The changes we are seeing are predominantly because of human changes to the natural environment, and of these, the most important is release of CO2 into the atmosphere. ANd CO2 is the most troubling for a couple of reasons. The first reason is that it's cumulative, CO2 is the product of ordinary combustion; we "light fire" to things and they release energy and turn into, basically, ash and steam and CO2. The steam rains out pretty quickly, but the CO2 stays in the air and the oceans for a very long time - thousands of years to make a dent in it, hundreds of thousands to fade away entirely. 

This means that to stop climate disruption, that is the human-forced unnaturally rapid climate change, we can't just cut back on CO2 emissions. They basically have to stop altogether. 

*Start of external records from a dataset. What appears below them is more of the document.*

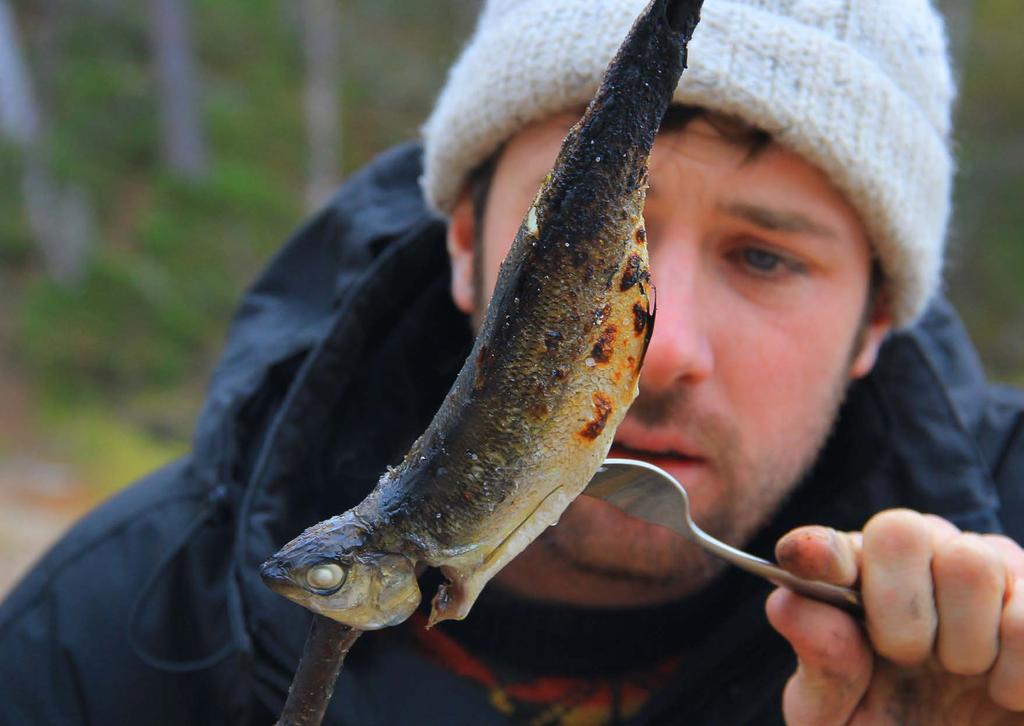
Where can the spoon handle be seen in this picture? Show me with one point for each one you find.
(844, 598)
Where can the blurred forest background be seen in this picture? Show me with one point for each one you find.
(154, 155)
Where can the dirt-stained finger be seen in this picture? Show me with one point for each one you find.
(1006, 682)
(896, 584)
(835, 659)
(970, 580)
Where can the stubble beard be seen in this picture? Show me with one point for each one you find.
(594, 541)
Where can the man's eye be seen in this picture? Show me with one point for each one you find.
(763, 261)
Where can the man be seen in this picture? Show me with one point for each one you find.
(798, 206)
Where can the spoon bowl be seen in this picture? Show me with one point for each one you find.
(647, 492)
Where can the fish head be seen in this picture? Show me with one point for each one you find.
(332, 569)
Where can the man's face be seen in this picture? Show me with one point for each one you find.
(762, 272)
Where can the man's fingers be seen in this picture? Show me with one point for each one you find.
(1006, 682)
(970, 580)
(820, 553)
(835, 659)
(896, 582)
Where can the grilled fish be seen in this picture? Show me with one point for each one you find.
(531, 414)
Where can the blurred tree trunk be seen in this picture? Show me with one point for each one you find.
(960, 14)
(59, 218)
(322, 101)
(182, 142)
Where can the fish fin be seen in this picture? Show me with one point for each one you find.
(651, 309)
(463, 586)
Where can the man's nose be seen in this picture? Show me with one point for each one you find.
(680, 349)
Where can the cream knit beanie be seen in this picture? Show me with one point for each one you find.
(861, 88)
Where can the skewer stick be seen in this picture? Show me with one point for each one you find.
(327, 645)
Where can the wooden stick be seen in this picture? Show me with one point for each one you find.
(327, 645)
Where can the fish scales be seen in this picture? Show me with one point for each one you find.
(554, 368)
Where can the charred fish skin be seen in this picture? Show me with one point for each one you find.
(553, 370)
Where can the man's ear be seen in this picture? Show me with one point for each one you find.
(462, 251)
(872, 336)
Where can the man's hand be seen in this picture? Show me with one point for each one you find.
(942, 639)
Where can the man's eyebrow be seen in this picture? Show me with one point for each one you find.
(777, 220)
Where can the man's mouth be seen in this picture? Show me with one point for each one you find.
(658, 458)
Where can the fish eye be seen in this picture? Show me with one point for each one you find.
(326, 578)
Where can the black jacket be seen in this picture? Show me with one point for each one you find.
(150, 609)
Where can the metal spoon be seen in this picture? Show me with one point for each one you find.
(649, 493)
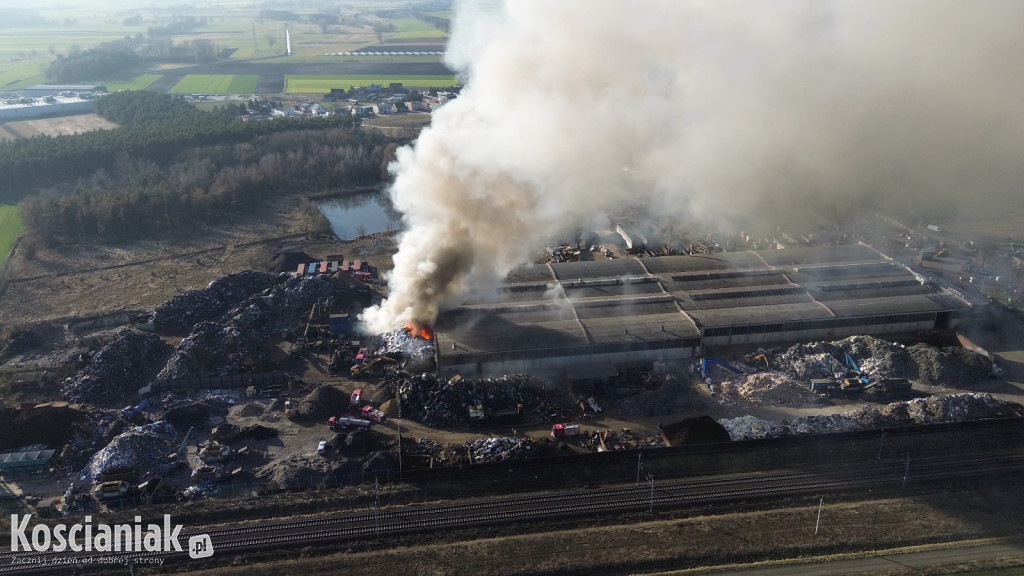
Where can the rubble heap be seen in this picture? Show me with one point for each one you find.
(500, 449)
(142, 448)
(952, 367)
(766, 388)
(445, 404)
(216, 350)
(936, 409)
(117, 369)
(325, 401)
(183, 312)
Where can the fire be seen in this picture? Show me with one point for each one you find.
(426, 332)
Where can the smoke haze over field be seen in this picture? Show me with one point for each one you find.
(701, 110)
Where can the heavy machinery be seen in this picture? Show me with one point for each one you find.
(190, 435)
(708, 363)
(374, 414)
(113, 489)
(128, 412)
(343, 422)
(358, 369)
(759, 359)
(214, 452)
(564, 429)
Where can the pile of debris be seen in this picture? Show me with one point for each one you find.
(671, 397)
(936, 409)
(417, 353)
(181, 313)
(47, 424)
(214, 350)
(141, 448)
(501, 449)
(766, 388)
(446, 404)
(325, 401)
(952, 367)
(115, 372)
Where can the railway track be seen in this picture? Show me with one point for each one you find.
(633, 498)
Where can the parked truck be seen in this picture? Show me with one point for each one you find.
(344, 422)
(374, 414)
(564, 429)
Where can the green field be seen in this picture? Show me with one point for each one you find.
(323, 84)
(216, 84)
(412, 28)
(10, 227)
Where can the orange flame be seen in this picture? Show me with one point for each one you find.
(425, 333)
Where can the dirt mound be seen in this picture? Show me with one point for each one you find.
(118, 370)
(766, 388)
(288, 261)
(52, 425)
(297, 471)
(670, 397)
(950, 367)
(695, 430)
(249, 410)
(325, 401)
(193, 414)
(30, 338)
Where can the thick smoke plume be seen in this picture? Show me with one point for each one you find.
(706, 110)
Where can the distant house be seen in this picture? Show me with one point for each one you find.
(385, 108)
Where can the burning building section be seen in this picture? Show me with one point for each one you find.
(590, 317)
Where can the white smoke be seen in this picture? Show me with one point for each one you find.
(700, 109)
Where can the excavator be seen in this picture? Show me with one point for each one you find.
(358, 369)
(758, 359)
(708, 363)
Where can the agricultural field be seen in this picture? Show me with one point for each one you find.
(323, 84)
(10, 227)
(55, 126)
(139, 82)
(216, 84)
(412, 28)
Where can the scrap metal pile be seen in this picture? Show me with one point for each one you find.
(181, 313)
(500, 449)
(142, 448)
(950, 408)
(115, 372)
(791, 370)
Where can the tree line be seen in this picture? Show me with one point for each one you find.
(135, 196)
(153, 126)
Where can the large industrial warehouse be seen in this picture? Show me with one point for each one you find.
(590, 318)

3) You ain't seen nothin' yet

The second reason its' troubling is that the system doesn't respond immediately. The air temperature changes more or less immediately (warmer near the surface, colder in the stratosphere, as the atmosphere acts like a better blanket) but it also responds to the ocean temperature and the ice temperature, and those change very slowly. So at any time we've only seen the effects of the CO2 we put out some years ago. Further, the economic commitment, our power plants, our roads, our vehicles, can't be turned around overnight. So by the time climate change is actually visible, you are already committed to a pretty severe 

4) Uncertainty is not our friend

The doubts you hear so much about nowadays were not expressed decades ago, even though our scientific basis was much sketchier. The explanation has to be that decision points were further in the future. But the form of those doubts follows an old pattern of industry faced with inconvenient evidence - the casting of doubt. If there is doubt that cigarettes kill, or leaded gas kills, then surely it is unfair to penalize existing industries until the case is made, goes the argument. And to be fair, false accusations can be and occasionally are hurled at industry for a number of reasons. But the argument that we aren't sure in this case is irrational. We can't calibrate exactly how bad it's going to get by when, even if we could predict exactly how humans would act regarding climate-relevant behaviours. There are a number of climate-science uncertainties, and the purveyors of confusion are happy to dwell on them. But almost every one of these cuts both ways. The problem could be smaller and slower than we expect, but it could also be harsher and faster than we expect. So now the problem is actuarial. You protect yourself against the plausible disasters. You don't tell your child to cross the street in the middle of the block because chances are 99% that she'll get across in one piece! You worry about that hundredth time! Your child is precious to you, of course, but the world is precious to her! If you are uncertain and in any real sense "conservative", you will not use the uncertainty to justify foolhardy risks.